Last weekend I was curled up on the sofa watching the Smithsonian Channel and I caught an awesome documentary: The Sweet Lady with the Nasty Voice. It told the story of Wanda Jackson, a female rock 'n roll pioneer. No. Wait. Jackson is a rock n' roll pioneer full stop.
Not only was she rare as a female performer, playing guitar and singing gritty rockabilly when most female performers, like Patti Page (below), worked within a "proper" and "ladylike" mold that was in keeping the more rigid gender roles of the time.
But Jackson was also among the women that--though they rarely receive credit for it--inspired male performers like Elvis Presley, who are lauded as music pioneers while their female counterparts go unrecognized.
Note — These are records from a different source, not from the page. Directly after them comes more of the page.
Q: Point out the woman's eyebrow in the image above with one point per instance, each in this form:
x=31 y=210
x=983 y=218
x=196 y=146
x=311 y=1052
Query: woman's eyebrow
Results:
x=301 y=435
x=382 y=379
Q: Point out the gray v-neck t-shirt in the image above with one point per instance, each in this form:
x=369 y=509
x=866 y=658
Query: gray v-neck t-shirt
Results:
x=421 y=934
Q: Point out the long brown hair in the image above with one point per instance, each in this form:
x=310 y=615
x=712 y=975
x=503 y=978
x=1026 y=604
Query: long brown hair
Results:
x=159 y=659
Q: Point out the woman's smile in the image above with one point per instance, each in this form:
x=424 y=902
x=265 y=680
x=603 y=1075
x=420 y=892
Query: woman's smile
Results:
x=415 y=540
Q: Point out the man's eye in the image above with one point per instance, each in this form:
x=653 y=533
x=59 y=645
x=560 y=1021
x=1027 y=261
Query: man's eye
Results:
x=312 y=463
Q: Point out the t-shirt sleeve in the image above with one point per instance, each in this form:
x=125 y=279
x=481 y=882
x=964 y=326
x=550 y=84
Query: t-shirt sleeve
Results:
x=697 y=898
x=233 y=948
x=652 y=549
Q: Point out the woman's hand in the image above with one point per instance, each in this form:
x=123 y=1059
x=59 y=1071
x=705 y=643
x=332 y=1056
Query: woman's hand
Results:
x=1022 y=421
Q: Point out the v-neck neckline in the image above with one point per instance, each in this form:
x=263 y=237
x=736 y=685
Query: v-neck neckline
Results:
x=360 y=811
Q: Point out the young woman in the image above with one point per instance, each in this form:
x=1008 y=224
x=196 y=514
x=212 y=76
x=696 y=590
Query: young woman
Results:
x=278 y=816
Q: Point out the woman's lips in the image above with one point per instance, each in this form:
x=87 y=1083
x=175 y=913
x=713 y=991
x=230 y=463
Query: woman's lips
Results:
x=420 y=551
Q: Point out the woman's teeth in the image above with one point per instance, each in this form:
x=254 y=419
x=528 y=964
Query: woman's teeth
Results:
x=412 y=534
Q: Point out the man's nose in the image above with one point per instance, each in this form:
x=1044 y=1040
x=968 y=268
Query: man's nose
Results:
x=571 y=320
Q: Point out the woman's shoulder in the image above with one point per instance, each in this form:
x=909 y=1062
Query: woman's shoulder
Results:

According to the documentary, Elvis toured with Jackson for a while and borrowed her famous growl. And, of course, he borrowed "Big Mama" Thornton's Lieber Stoller tune, "Hound Dog."
So yeah, Jackson is a true pioneer. Elvis Costello and several other musicians led an effort to see her recognized by the Rock and Roll Hall of Fame. She was inducted in 2009 as an Early Influence. (Hope we can expect similar recognition for "Big Mama" soon.) And Jack White teamed with Jackson last year to release a new album "The Party Ain't Over," which is a favorite on my iPod now. On the album, Jackson, still rockin' hard in her 70s, covers Amy Winehouse's "You Know I'm No Good."